Jakarta - Mantan Ketua Komisi Pemberantasan Korupsi (KPK) Abraham Samad menilai empat dari sejumlah poin revisi Undang-Undang Nomor 30 tahun 2002 tentang Komisi Pemberantasan Korupsi (KPK) yang menjadi inisiatif Dewan Perwakilan Rakyat (DPR) krusial bagi lembaga anti rasuah tersebut.
"Beberapa di antaranya akan membuat KPK 'mati suri'," kata Samad di Jakarta, Jumat, 6 September 2019 seperti dilansir dari Antara.
Pertama, poin terkait 'Perubahan status kepegawaian para pegawai KPK menjadi Aparatur Sipil Negara (ASN)' dianggap dapat menghilangkan independesi KPK. Ketika KPK berada di bawah lembaga eksekutif, secara otomatis KPK akan bekerja mengikuti program-program eksekutif di bawah kekuasaan eksekutif.
"Maka status independen KPK otomatis hilang. Padahal independensi menjadi syarat kunci tegaknya sebuah badan/lembaga antikorupsi," kata Samad.
Belum lagi, kekhawatiran akan munculnya konflik kepentingan. Karena KPK akan berbenturan dengan Kejaksaan yang memang desain konstitusionalnya berada di bawah Presiden, dalam 'perebutan pengaruh'.
"Pada akhirnya, jenis kelamin KPK akan berubah menjadi Komisi Pencegahan Korupsi, semata mengerjakan tugas pencegahan korupsi saja, tidak lebih," tuturnya.
Gedung KPK (Foto: Tagar/Nurul Yaqin)
Kedua, poin mengenai 'Kewenangan penyadapan'. Ia menilai perumus naskah revisi Undang-Undang KPK tidak mengetahui Standar Operasional Prosedur (SOP) penyidikan, termasuk penyadapan di KPK.
Samad mengatakan ketika akan melakukan penyadapan, petugas KPK harus mendapat izin dari banyak meja, yakni Kepala Satuan Tugas, Direktur Penyidikan, Deputi Penindakan, dan Lima Pimpinan KPK.
"Jadi sistem kolektif kolegial kelima pimpinan KPK adalah bagian dari sistem pengawasan itu. Sangat tidak perlu melibatkan badan lain yang akan memperpanjang alur penyadapan dengan risiko bisa bocor sebelum dijalankan," ujar Samad.
Ketiga, 'Pembentukan Dewan Pengawas'. Samad mempertanyakan urgensi membentuk badan pengawas saat KPK. Padahal, tidak ada jaminan jika Dewan Pengawas nantinya bebas kepentingan.
Apalagi, KPK sudah memiliki sistem deteksi dan prosedur penindakan internal jika ada pimpinan atau pegawai yang menyalahgunakan wewenang.

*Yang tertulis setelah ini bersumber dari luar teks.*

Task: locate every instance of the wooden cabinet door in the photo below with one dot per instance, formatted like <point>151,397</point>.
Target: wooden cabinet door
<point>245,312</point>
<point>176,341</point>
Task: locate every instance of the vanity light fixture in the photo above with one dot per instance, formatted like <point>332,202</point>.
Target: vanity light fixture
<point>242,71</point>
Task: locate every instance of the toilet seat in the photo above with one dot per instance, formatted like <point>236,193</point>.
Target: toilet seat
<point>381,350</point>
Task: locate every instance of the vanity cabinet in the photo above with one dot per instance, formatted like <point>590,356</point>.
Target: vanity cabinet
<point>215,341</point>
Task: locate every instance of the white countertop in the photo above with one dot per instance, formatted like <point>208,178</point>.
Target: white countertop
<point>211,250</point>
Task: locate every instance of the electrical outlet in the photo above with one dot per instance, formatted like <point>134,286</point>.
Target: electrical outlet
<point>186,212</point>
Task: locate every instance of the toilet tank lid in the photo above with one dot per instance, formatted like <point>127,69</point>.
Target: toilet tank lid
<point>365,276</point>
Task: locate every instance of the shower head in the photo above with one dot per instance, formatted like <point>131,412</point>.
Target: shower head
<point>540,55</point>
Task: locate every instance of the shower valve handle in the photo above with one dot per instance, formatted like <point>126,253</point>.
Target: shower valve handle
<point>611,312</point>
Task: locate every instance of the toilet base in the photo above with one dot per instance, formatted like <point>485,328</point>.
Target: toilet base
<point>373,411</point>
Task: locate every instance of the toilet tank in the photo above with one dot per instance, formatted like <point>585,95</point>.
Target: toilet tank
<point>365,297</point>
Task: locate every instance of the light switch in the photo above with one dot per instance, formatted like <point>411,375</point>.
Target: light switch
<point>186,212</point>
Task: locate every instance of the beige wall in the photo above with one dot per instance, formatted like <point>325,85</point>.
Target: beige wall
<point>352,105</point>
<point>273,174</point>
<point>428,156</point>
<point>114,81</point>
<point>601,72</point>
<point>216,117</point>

"Ada Pengawas Internal (PI) yang menerapkan standar SOP "zero tolerance" kepada semua terperiksa, tidak terkecuali pimpinan. Sistem kolektif kolegial lima pimpinan KPK juga adalah bagian dari saling mengawasi. Ditambah, jika ada pelanggaran berat yang dilakukan pimpinan, bisa dibentuk majelis kode etik untuk memprosesnya," ucap Samad.
Poin keempat selanjutnya yang tak perlu direvisi mengenai kewenangan KPK untuk menghentikan perkara. Menurut dia, selama ini KPK selalu berhasil mempertahankan pembuktiannya di setiap sidang tindak pidana korupsi meski tanpa kewenangan SP3.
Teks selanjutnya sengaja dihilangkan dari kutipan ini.